Für Stockpicker gibt’s noch reichlich Futter

 11.11.21

Der Dax (und nicht nur der) signalisiert zwar anderes, dennoch bleibe ich bei meiner kurz- bis mittelfristigen Skepsis für die Aktienmärkte. Meine Sorgen wachsen mit den täglichen Corona-Infektionszahlen. Über uns schwappt momentan die vierte Welle einer Pandemie, deren (wirtschaftliche) Folgen gar nicht abzusehen sind. Dennoch sieht es so aus, als würden sich führende internationale Investment-Profis wieder zunehmend zum Lager der Börsen-Bullen bekennen. Sie setzen aufs kommende Jahr, das eine Beschleunigung des wirtschaftlichen Wachstums und eine Normalisierung der Inflationsraten bescheren soll. Schön wär’s ja.
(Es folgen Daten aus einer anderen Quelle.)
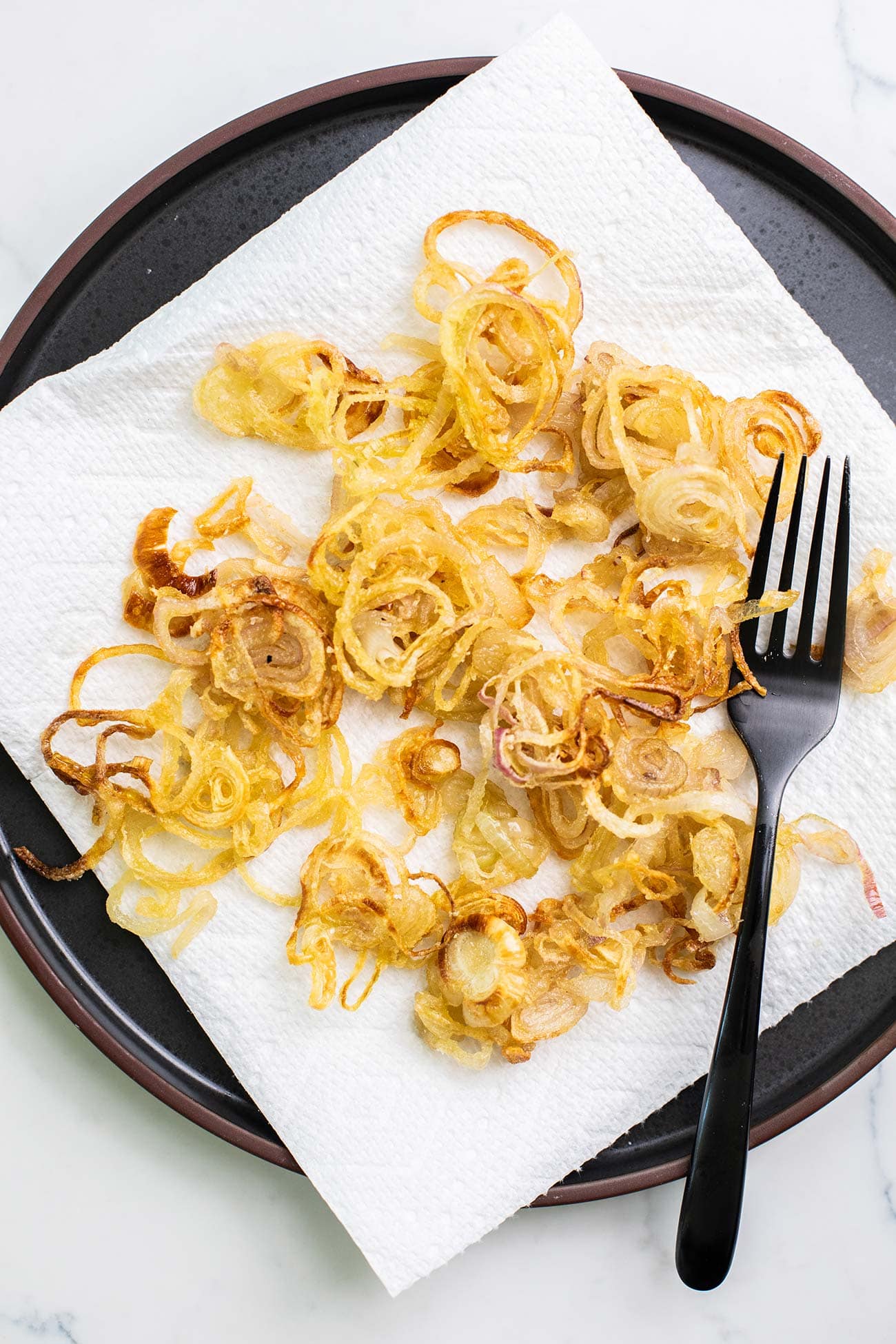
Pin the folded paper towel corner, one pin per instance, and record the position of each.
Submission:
(418, 1157)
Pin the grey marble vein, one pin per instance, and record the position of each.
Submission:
(58, 1325)
(860, 74)
(877, 1139)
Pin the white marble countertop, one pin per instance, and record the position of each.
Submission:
(120, 1221)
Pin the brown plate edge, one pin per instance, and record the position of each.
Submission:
(372, 80)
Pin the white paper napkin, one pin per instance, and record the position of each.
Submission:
(417, 1156)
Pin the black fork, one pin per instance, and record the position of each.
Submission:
(778, 731)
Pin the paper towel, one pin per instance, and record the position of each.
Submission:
(417, 1156)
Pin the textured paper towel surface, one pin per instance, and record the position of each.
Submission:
(416, 1156)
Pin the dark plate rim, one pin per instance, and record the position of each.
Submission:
(372, 81)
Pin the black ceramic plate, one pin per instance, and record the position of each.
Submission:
(832, 246)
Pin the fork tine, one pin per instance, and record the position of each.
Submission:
(836, 632)
(780, 622)
(757, 585)
(811, 588)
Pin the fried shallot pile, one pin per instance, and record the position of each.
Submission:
(580, 691)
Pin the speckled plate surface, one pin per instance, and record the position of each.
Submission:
(832, 246)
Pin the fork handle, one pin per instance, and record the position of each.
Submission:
(713, 1190)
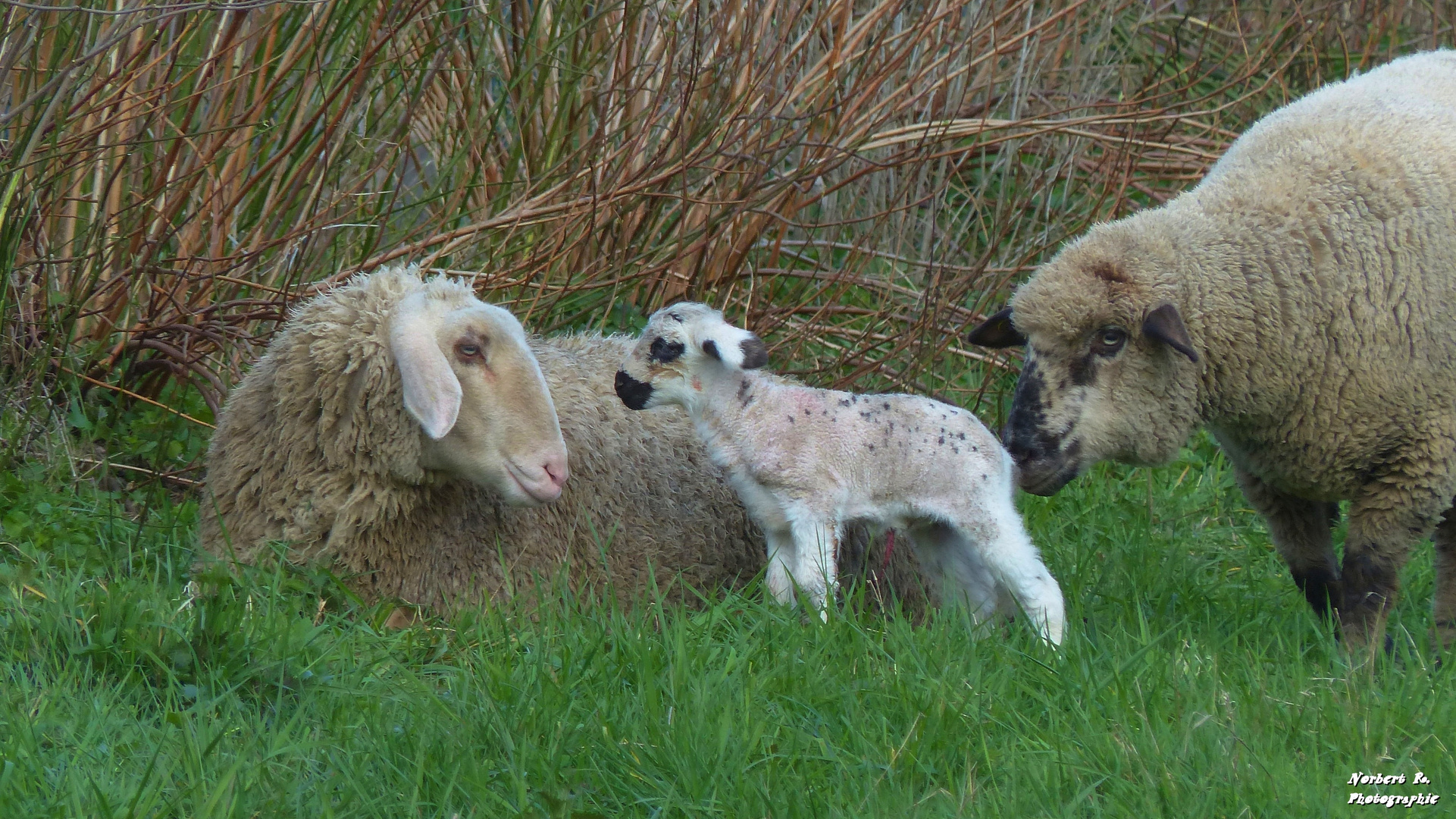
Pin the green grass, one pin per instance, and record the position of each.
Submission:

Allein mir fehlt noch der Glaube.

Ein Beispiel für den Optimismus liefert der Investment-Gigant AllianceBernstein: Das Wirtschaftswachstum vermittelt weiterhin einen robusten Eindruck, denn die Einführung von Impfstoffen hat zusammen mit den auf globaler Ebene fortgesetzten geld- und fiskalpolitischen Maßnahmen dazu geführt, dass die Weltwirtschaft wieder in Fahrt gekommen ist. Wir gehen davon aus, dass die aufgestaute Nachfrage von Konsumenten und Unternehmen das Wachstum weiter unterstützen wird, während sich die Volkswirtschaften zunehmend wieder öffnen und die Erwartungen an die Unternehmensgewinne weiter nach oben korrigiert werden. Dies deutet darauf hin, dass die Corona-Pandemie kaum langfristigen wirtschaftlichen Schaden nach sich ziehen wird.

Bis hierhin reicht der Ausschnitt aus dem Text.